“Itu di sana begitu saya masuk Presiden sudah marah, menginginkan, karena begitu saya masuk beliau sudah teriak ‘hentikan’. Kan saya heran yang dihentikan apanya. Setelah saya duduk saya baru tahu kalau yang suruh dihentikan itu adalah kasusnya Pak Setnov, Ketua DPR waktu itu mempunyai kasus e-KTP supaya tidak diteruskan,” kata Agus.

Disisi lain Istana membantah soal pengakuan Agus dan pertemuan dengan Jokowi tersebut.

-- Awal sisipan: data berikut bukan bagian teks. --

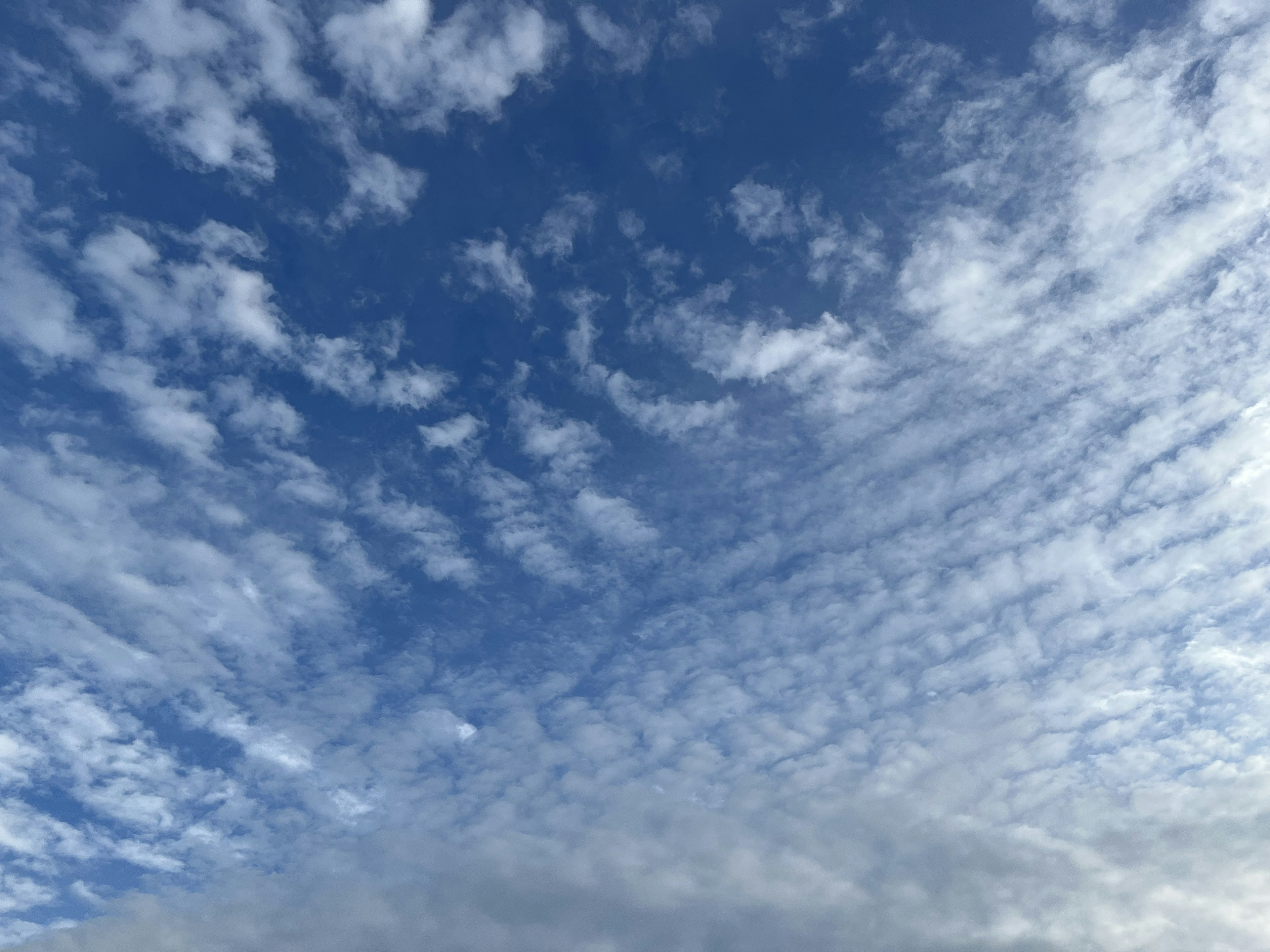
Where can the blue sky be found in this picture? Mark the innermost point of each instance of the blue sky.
(507, 476)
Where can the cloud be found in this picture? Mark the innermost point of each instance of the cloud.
(667, 168)
(378, 184)
(614, 520)
(22, 74)
(554, 235)
(451, 435)
(794, 36)
(180, 71)
(953, 638)
(634, 399)
(470, 63)
(629, 49)
(192, 79)
(693, 27)
(37, 314)
(436, 547)
(762, 211)
(489, 266)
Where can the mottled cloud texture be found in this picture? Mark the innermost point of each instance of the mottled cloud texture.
(632, 562)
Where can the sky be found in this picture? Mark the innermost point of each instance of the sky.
(500, 476)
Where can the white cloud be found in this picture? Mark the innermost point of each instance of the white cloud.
(451, 435)
(380, 186)
(21, 74)
(634, 399)
(437, 547)
(614, 520)
(762, 211)
(629, 48)
(997, 579)
(693, 27)
(181, 73)
(168, 416)
(667, 167)
(489, 266)
(556, 234)
(192, 78)
(470, 63)
(37, 315)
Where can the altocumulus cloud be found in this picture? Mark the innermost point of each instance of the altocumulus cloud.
(802, 571)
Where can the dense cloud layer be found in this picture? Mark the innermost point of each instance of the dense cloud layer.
(888, 580)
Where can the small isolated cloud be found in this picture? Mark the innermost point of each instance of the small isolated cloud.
(435, 542)
(554, 235)
(380, 187)
(628, 48)
(452, 433)
(693, 27)
(667, 167)
(615, 521)
(470, 63)
(18, 74)
(762, 211)
(630, 224)
(341, 365)
(793, 37)
(489, 266)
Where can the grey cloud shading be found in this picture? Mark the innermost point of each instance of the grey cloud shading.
(628, 49)
(762, 211)
(953, 639)
(491, 266)
(561, 225)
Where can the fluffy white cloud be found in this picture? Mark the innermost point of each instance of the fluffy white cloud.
(472, 63)
(628, 48)
(762, 211)
(491, 266)
(556, 234)
(953, 638)
(693, 27)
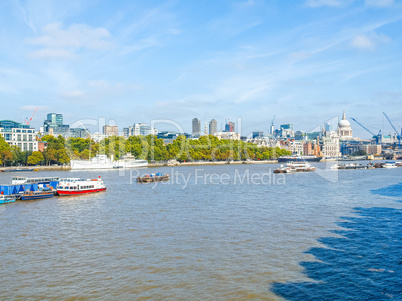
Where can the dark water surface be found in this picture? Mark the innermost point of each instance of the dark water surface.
(233, 232)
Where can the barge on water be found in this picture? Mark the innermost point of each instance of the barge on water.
(5, 199)
(299, 158)
(37, 195)
(155, 177)
(76, 186)
(292, 167)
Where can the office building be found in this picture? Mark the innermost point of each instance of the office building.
(196, 127)
(213, 127)
(18, 134)
(111, 130)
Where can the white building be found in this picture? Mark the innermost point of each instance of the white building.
(15, 133)
(330, 145)
(344, 130)
(138, 129)
(227, 135)
(98, 137)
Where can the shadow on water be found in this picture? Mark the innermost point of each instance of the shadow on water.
(365, 264)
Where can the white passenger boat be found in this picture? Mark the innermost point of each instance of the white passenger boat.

Koordinator Staf Khusus Presiden Ari Dwipayana mengaku telah mengecek pertemuan dimaksud, namun tidak ada dalam agenda presiden.

“Setelah dicek, pertemuan yang diperbincangkan tersebut tidak ada dalam agenda Presiden,” kata Ari melalui keterangan tertulis.

Ia enggan menjawab ihwal Jokowi meminta kasus e-KTP dihentikan. Ia meminta publik untuk melihat fakta di mana Setnov tetap diproses hukum.

“Kita lihat saja apa kenyataannya yang terjadi. Kenyataannya, proses hukum terhadap Setya Novanto terus berjalan pada tahun 2017 dan sudah ada putusan hukum yang berkekuatan hukum tetap,” ujar Ari.

“Presiden dalam pernyataan resmi tanggal 17 November 2017 dengan tegas meminta agar Setya Novanto mengikuti proses hukum di KPK yang telah menetapkannya menjadi tersangka korupsi kasus KTP elektronik. Presiden juga yakin proses hukum terus berjalan dengan baik,” imbuhnya.

Ari juga mengomentari perihal pembahasan revisi UU KPK yang disinggung Agus. Ia menjelaskan inisiator revisi tersebut justru DPR, bukan Pemerintah.

“Perlu diperjelas bahwa Revisi UU KPK pada tahun 2019 itu inisiatif DPR, bukan inisiatif Pemerintah, dan terjadi dua tahun setelah penetapan tersangka Setya Novanto,” kata Ari.